Access to cremation/burial grounds has become an increasingly
sensitive issue over the last decade as population has grown. Land,
always a contentious resource, is more so in this arid belt, which has
the lowest per capita income in the state. "It is ironic that in the
birthplace of BR Ambedkar, Dalits continue to be denied dignity even
in death," observes Eknath Avhad. "The government's inability to
resolve this issue even six decades after Independence has only
created another reason to keep the caste cauldron on the boil."
Same story across the country
Punjab: A paradox of Sikhism
Though Dalits form 30% of Punjab's population, and though Sikhism
frowns on discrimination in the name of caste or creed, untouchability
against the Mazhbis and Ramdasias, the two Dalit castes among Sikhs,
is well established. They have been forced to live in separate
settlements, contemptuously called thhattis or chamarhlees, and forced
to reside on the western side, away from the main area of the
villages, so that the winds blowing over them don't pollute the upper
castes. All the Sikh organisations, from Sikh temples to the political
parties, are under the control of the Jat Sikhs, who refuse to
consider Dalit Sikhs equals even after death. The former disallow
cremation of the latter's dead in the main cremation grounds. Over the
years, such harsh discrimination has forced Dalits to establish
separate gurdwaras, marriage places and cremation grounds. This, in
many ways, is the biggest paradox of Sikhism, which is often
characterised as 'emancipatory' and 'revolutionary'.

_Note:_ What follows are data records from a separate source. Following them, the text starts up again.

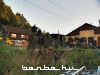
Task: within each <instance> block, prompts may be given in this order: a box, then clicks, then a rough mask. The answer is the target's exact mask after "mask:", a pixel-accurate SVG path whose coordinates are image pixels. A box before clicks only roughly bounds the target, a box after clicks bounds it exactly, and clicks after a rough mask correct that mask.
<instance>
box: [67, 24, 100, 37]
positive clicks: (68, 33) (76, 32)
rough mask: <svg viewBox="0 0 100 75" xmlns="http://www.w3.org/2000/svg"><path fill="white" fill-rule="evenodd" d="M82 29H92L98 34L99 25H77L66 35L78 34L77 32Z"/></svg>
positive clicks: (75, 34)
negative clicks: (78, 26) (98, 26)
mask: <svg viewBox="0 0 100 75" xmlns="http://www.w3.org/2000/svg"><path fill="white" fill-rule="evenodd" d="M83 30H94V33H95V34H100V28H99V27H96V26H93V25H91V24H88V23H85V24H83V25H82V26H80V27H78V28H77V29H75V30H73V31H72V32H70V33H68V34H67V35H66V36H72V35H79V32H80V31H83Z"/></svg>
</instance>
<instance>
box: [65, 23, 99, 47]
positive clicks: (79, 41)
mask: <svg viewBox="0 0 100 75" xmlns="http://www.w3.org/2000/svg"><path fill="white" fill-rule="evenodd" d="M66 41H67V42H68V43H74V44H77V43H82V42H84V44H86V45H90V44H92V45H98V46H100V27H96V26H94V25H91V24H88V23H85V24H83V25H82V26H80V27H78V28H77V29H75V30H73V31H72V32H70V33H69V34H67V35H66Z"/></svg>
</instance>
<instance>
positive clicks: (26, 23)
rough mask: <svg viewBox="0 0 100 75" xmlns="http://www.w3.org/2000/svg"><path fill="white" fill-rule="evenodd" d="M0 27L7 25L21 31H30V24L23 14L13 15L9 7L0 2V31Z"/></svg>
mask: <svg viewBox="0 0 100 75" xmlns="http://www.w3.org/2000/svg"><path fill="white" fill-rule="evenodd" d="M2 25H9V26H14V27H18V28H23V29H30V27H31V26H30V24H29V23H28V21H27V20H26V18H25V17H24V16H23V14H20V13H16V14H14V13H13V11H12V9H11V7H10V6H7V5H6V4H5V3H4V2H3V0H0V29H1V27H2Z"/></svg>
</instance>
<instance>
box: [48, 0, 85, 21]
mask: <svg viewBox="0 0 100 75" xmlns="http://www.w3.org/2000/svg"><path fill="white" fill-rule="evenodd" d="M48 1H49V2H50V3H52V4H54V5H55V6H57V7H59V8H60V9H62V10H64V11H66V12H67V13H69V14H70V15H72V14H73V13H72V12H69V11H68V10H66V9H65V8H63V7H62V6H60V5H58V3H57V2H56V1H55V2H56V3H54V2H53V1H51V0H48ZM74 15H75V14H74ZM75 16H76V17H78V16H77V15H75ZM78 18H80V17H78ZM80 19H81V18H80ZM82 20H83V19H82ZM83 21H84V20H83Z"/></svg>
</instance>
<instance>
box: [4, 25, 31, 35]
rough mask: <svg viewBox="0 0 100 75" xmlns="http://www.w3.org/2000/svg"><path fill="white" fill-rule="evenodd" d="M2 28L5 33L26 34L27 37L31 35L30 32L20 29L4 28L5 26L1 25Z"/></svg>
mask: <svg viewBox="0 0 100 75" xmlns="http://www.w3.org/2000/svg"><path fill="white" fill-rule="evenodd" d="M3 28H4V29H5V31H6V32H12V33H20V34H28V35H32V34H33V33H32V31H31V30H26V29H20V28H16V27H11V26H6V25H3Z"/></svg>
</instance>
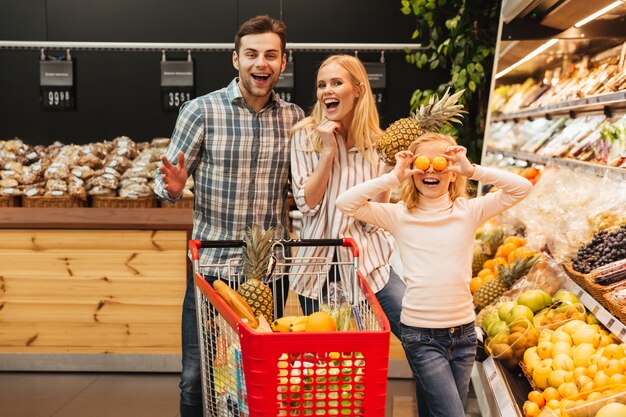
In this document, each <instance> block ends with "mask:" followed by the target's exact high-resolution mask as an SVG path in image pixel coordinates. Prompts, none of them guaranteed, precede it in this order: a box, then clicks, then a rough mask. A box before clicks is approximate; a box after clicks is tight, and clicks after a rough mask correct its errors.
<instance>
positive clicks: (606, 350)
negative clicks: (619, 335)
mask: <svg viewBox="0 0 626 417" xmlns="http://www.w3.org/2000/svg"><path fill="white" fill-rule="evenodd" d="M602 356H605V357H607V358H609V359H622V358H623V357H624V350H623V349H622V348H621V346H620V345H618V344H615V343H611V344H608V345H606V346H605V347H604V349H603V350H602Z"/></svg>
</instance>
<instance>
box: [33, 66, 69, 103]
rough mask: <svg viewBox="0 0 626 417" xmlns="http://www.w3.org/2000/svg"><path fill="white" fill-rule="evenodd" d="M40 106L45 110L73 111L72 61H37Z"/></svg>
mask: <svg viewBox="0 0 626 417" xmlns="http://www.w3.org/2000/svg"><path fill="white" fill-rule="evenodd" d="M39 86H40V87H39V88H40V91H41V104H42V106H43V108H44V109H46V110H74V109H75V108H76V86H75V85H74V61H39Z"/></svg>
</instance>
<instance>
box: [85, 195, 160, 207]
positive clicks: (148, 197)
mask: <svg viewBox="0 0 626 417" xmlns="http://www.w3.org/2000/svg"><path fill="white" fill-rule="evenodd" d="M91 206H92V207H95V208H152V207H157V206H158V205H157V199H156V198H155V197H154V195H150V196H148V197H138V198H130V197H109V196H92V197H91Z"/></svg>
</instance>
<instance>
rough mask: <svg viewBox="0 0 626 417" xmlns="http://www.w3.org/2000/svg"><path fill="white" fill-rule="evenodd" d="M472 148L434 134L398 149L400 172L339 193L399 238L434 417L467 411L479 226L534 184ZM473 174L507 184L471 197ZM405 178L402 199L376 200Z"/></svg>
mask: <svg viewBox="0 0 626 417" xmlns="http://www.w3.org/2000/svg"><path fill="white" fill-rule="evenodd" d="M466 152H467V151H466V149H465V148H464V147H462V146H458V145H457V143H456V141H455V140H454V139H453V138H452V137H451V136H447V135H442V134H438V133H427V134H425V135H422V136H420V137H419V138H418V139H416V140H415V141H414V142H413V143H412V144H411V145H410V146H409V150H408V151H402V152H399V153H398V154H397V155H396V166H395V168H394V170H393V172H390V173H388V174H385V175H383V176H381V177H380V178H377V179H373V180H370V181H367V182H365V183H362V184H359V185H357V186H356V187H354V188H352V189H350V190H348V191H346V192H345V193H343V194H342V195H340V196H339V198H338V199H337V207H338V208H339V210H341V211H342V212H343V213H345V214H346V215H349V216H351V217H354V218H355V219H358V220H361V221H365V222H369V223H372V224H375V225H377V226H379V227H382V228H384V229H385V230H388V231H389V232H390V233H391V234H392V235H393V237H394V238H395V239H396V244H397V247H398V251H399V253H400V258H401V259H402V263H403V267H404V268H403V276H404V281H405V282H406V284H407V290H406V295H405V297H404V299H403V304H402V314H401V320H400V333H401V337H400V340H401V341H402V346H403V347H404V350H405V352H406V356H407V359H408V361H409V364H410V365H411V369H412V371H413V374H414V375H415V378H416V395H417V398H418V401H419V399H424V400H425V402H426V404H425V405H426V406H427V407H426V409H427V410H428V413H427V415H429V416H432V417H457V416H458V417H463V416H464V415H465V412H464V411H463V409H464V405H465V401H466V399H467V392H468V389H469V381H470V375H471V372H472V366H473V364H474V358H475V355H476V330H475V325H474V320H475V314H474V305H473V303H472V295H471V293H470V290H469V281H470V278H471V275H472V274H471V271H472V252H473V246H474V236H475V233H476V230H477V229H478V227H479V226H480V224H481V223H483V222H484V221H485V220H487V219H489V218H490V217H493V216H495V215H496V214H498V213H501V212H502V211H504V210H506V209H508V208H509V207H512V206H513V205H515V204H517V203H518V202H519V201H521V200H522V199H523V198H525V197H526V196H527V195H528V193H529V192H530V190H531V188H532V185H531V183H530V182H529V181H528V180H527V179H525V178H523V177H521V176H519V175H516V174H513V173H510V172H506V171H501V170H498V169H493V168H485V167H481V166H479V165H474V164H471V163H470V161H469V160H468V159H467V157H466ZM418 156H425V157H427V158H428V159H429V161H430V165H429V166H428V167H425V169H423V170H421V169H417V168H413V163H414V161H415V160H416V158H417V157H418ZM438 156H443V157H444V158H445V159H446V164H442V165H447V167H443V168H442V167H441V166H438V165H437V164H433V163H432V161H433V159H434V158H436V157H438ZM433 165H435V166H437V167H438V168H440V170H436V169H435V168H434V167H433ZM467 178H471V179H474V180H477V181H480V182H482V183H487V184H494V185H496V186H497V187H498V188H499V190H498V191H497V192H495V193H489V194H487V195H485V196H482V197H478V198H473V199H468V198H467V193H466V182H467ZM400 185H401V186H402V188H401V199H402V202H401V203H399V204H388V203H382V204H381V203H377V202H375V201H374V200H372V198H373V197H374V196H376V195H379V194H380V193H384V192H385V191H388V190H390V189H392V188H394V187H398V186H400ZM422 410H423V408H422V407H420V416H421V415H422V414H423V413H422ZM424 414H426V413H424Z"/></svg>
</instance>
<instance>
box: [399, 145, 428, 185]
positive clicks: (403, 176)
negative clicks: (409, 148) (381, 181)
mask: <svg viewBox="0 0 626 417" xmlns="http://www.w3.org/2000/svg"><path fill="white" fill-rule="evenodd" d="M416 158H417V155H413V152H411V151H400V152H398V153H397V154H396V166H395V167H394V168H393V172H394V173H395V174H396V176H397V177H398V180H399V181H400V182H402V181H404V179H405V178H408V177H411V176H413V174H416V173H423V171H422V170H420V169H416V168H413V162H415V159H416Z"/></svg>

Tamil Nadu: Evidence of atrocity
A study by the Tamil Nadu Untouchability Eradication Front (TNUEF)
shows problems relating to burial and burning grounds in over 75% of
the state's 30,000-odd villages. The NGO Evidence found that Dalits
had faced atrocities over burial/cremation in 208 of the 213 villages
covered by their survey. In 153 villages, Dalits were not allowed to
carry their dead through areas where the dominant castes lived. In 132
villages, Dalit graveyards do not have water, power or a cremation
shed.
Gujarat: it's 'wasteland'
According to the Ahmedabad-based Behavioural Science Centre (BSC), of
the 18,100 villages in the state, 5,000 have no legal burial grounds
for Dalits. Though the Dalit custom of burying the dead is an age-old
one, the government doesn't recognise it. As a result, the unregulated
lands are classified as wasteland. Despite the fact that the Revenue
Department had passed a GR in September 1989 to consider 1972 as the
year for earmarking land for burial, nothing has been done so far.